According to aws.amazon.com, AWS has published guidance on using Model Distillation on Amazon Bedrock to optimize video semantic search systems, achieving significant performance improvements while maintaining accuracy.
The approach addresses a key challenge in video semantic search: balancing accuracy, cost, and latency. According to the source, faster, smaller models lack routing intelligence, while larger, accurate models add significant latency overhead. In a previous implementation using the Anthropic Claude Haiku model for intent routing, the model contributed to 75% of overall latency, pushing end-to-end search time to 2-4 seconds.
According to aws.amazon.com, the Model Distillation technique transfers routing intelligence from a large teacher model (Amazon Nova Premier) into a smaller student model (Amazon Nova Micro). This approach “cuts inference cost by over 95% and reduces latency by 50% while maintaining the nuanced routing quality that the task demands,” the source states.

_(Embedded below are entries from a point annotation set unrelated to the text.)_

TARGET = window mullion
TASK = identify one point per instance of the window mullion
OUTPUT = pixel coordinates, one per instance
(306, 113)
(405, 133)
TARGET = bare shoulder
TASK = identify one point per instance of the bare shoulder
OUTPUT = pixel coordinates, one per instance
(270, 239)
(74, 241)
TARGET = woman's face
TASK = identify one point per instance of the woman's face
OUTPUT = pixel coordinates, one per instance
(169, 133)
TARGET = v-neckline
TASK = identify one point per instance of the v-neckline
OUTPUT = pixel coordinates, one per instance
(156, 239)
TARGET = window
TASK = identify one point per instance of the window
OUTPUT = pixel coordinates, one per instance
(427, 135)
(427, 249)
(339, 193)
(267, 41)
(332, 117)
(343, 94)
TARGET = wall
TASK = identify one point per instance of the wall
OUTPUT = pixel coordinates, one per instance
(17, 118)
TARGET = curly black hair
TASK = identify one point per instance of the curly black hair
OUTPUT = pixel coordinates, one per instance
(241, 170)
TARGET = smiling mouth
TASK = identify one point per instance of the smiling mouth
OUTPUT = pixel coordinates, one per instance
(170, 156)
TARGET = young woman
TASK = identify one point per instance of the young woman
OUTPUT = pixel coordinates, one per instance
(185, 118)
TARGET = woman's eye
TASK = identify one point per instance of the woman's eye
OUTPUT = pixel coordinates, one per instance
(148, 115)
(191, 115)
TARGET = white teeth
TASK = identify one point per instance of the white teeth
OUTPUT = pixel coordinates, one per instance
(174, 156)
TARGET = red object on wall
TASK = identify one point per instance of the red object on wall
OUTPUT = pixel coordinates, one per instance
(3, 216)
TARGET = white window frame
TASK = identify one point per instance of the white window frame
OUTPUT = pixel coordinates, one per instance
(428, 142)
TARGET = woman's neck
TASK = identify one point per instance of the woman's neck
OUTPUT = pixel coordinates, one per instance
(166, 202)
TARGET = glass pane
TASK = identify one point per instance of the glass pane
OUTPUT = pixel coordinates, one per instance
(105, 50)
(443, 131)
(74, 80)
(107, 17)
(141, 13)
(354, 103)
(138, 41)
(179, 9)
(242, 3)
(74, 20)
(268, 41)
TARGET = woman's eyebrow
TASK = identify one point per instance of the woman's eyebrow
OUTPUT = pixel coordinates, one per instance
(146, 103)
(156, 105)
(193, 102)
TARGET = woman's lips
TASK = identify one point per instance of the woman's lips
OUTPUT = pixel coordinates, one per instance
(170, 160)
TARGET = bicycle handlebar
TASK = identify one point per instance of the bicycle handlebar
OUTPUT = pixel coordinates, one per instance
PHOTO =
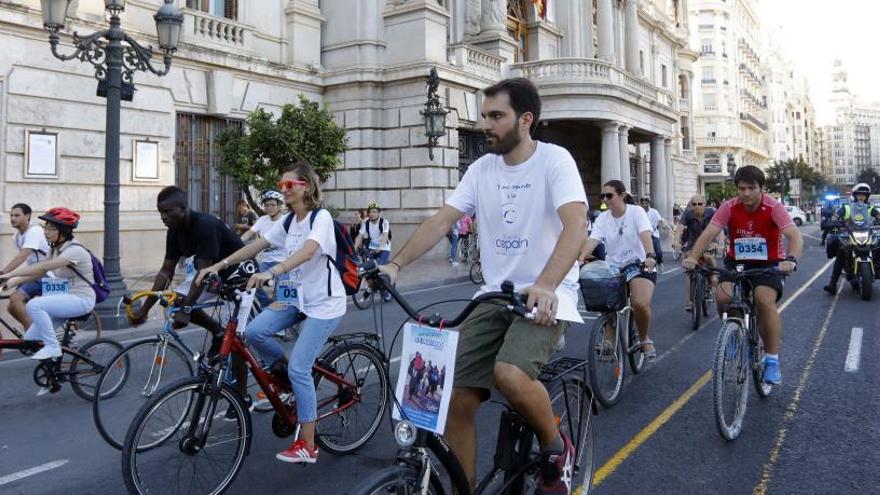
(516, 301)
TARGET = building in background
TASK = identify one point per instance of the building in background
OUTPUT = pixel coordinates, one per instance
(731, 111)
(852, 142)
(616, 77)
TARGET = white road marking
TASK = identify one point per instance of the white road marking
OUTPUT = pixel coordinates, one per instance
(855, 351)
(32, 471)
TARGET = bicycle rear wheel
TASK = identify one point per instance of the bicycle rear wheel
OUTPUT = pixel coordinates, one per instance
(606, 361)
(86, 372)
(349, 429)
(571, 401)
(729, 375)
(140, 370)
(162, 452)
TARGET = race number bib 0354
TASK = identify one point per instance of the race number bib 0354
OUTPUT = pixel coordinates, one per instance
(750, 248)
(54, 286)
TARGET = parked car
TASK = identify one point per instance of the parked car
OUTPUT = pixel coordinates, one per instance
(797, 215)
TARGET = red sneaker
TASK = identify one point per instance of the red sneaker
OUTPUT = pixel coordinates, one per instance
(299, 452)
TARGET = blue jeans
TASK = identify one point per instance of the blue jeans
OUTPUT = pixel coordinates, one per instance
(314, 333)
(264, 298)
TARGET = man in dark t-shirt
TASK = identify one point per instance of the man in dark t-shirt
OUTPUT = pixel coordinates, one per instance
(200, 240)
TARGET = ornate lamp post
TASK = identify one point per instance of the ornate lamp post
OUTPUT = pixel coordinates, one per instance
(434, 114)
(116, 57)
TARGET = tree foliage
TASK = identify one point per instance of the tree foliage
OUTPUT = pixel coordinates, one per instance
(780, 174)
(255, 156)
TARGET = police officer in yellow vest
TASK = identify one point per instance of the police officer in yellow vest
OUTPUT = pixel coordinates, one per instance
(857, 214)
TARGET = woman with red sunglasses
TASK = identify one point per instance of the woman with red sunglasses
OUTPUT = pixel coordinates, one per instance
(307, 241)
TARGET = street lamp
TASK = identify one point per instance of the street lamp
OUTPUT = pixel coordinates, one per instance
(116, 57)
(434, 114)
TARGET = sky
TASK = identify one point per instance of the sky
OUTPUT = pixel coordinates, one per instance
(815, 32)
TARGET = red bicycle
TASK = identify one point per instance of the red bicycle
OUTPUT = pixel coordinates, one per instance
(177, 443)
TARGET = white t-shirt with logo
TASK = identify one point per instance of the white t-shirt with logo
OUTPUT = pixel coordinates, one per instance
(34, 239)
(376, 243)
(271, 254)
(621, 235)
(655, 219)
(310, 278)
(519, 225)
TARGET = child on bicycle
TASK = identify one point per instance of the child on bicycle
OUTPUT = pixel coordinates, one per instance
(307, 241)
(67, 293)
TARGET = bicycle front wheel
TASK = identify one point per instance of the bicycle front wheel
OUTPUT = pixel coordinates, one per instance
(84, 373)
(136, 373)
(183, 442)
(399, 480)
(729, 375)
(350, 413)
(606, 360)
(572, 404)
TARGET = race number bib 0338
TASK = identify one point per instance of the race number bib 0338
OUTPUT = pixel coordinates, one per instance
(54, 286)
(750, 248)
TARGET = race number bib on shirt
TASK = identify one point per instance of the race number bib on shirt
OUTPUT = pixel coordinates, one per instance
(54, 286)
(750, 248)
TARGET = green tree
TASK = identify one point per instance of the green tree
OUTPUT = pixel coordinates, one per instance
(720, 191)
(780, 174)
(871, 177)
(254, 157)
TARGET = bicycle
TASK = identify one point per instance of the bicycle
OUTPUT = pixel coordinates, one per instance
(517, 457)
(476, 273)
(611, 299)
(78, 364)
(178, 427)
(739, 349)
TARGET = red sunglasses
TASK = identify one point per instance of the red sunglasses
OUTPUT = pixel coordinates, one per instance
(289, 183)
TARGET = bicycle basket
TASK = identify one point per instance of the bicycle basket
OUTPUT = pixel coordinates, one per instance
(603, 290)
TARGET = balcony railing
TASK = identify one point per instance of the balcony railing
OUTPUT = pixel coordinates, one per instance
(579, 71)
(200, 26)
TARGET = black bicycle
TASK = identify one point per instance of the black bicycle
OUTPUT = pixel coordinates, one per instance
(516, 466)
(739, 351)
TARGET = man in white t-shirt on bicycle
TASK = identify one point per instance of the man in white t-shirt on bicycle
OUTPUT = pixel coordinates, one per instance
(530, 201)
(32, 248)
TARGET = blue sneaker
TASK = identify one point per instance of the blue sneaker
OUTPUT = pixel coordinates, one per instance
(772, 374)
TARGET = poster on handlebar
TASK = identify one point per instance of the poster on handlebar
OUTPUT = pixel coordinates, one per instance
(424, 384)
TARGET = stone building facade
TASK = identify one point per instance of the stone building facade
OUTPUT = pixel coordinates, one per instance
(616, 78)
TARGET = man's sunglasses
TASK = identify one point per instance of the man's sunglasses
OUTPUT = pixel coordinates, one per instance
(289, 183)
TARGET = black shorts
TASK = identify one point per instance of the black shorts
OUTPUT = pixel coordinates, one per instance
(776, 281)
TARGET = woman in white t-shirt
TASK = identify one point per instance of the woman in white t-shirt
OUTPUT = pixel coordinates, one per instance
(271, 256)
(308, 240)
(67, 293)
(626, 232)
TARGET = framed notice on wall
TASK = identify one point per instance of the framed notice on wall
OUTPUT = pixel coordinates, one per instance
(145, 160)
(41, 153)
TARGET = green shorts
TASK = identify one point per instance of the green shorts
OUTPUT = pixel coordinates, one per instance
(492, 333)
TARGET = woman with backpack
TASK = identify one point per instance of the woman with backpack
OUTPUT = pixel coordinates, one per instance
(67, 293)
(308, 282)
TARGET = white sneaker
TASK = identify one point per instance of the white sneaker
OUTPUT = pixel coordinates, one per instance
(47, 352)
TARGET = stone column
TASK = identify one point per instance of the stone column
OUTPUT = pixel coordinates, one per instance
(606, 30)
(631, 19)
(658, 173)
(610, 152)
(625, 175)
(666, 212)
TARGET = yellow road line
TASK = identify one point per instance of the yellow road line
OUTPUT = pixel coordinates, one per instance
(791, 410)
(641, 437)
(649, 430)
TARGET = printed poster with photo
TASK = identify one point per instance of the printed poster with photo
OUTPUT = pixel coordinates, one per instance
(424, 384)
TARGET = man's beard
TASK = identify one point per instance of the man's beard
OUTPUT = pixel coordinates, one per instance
(505, 144)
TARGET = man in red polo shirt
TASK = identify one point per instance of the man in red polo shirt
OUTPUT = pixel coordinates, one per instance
(756, 224)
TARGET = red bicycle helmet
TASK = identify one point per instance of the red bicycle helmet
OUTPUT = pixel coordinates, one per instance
(61, 216)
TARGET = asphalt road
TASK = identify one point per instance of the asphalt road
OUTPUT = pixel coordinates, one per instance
(816, 433)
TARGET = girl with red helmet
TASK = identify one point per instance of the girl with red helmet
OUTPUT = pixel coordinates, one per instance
(66, 281)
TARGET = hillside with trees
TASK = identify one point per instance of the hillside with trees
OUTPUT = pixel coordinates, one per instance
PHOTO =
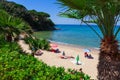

The solution builds on Amazon Nova Multimodal Embeddings, which aws.amazon.com describes as “a unified embedding model that natively processes text, documents, images, video, and audio into a shared semantic vector space.” According to the source, traditional approaches convert all video signals into text through transcription or tagging, which “inevitably loses critical information” including temporal understanding.
The training process uses 10,000 synthetic labels, according to aws.amazon.com, and is demonstrated in a Jupyter notebook that walks through the full distillation pipeline.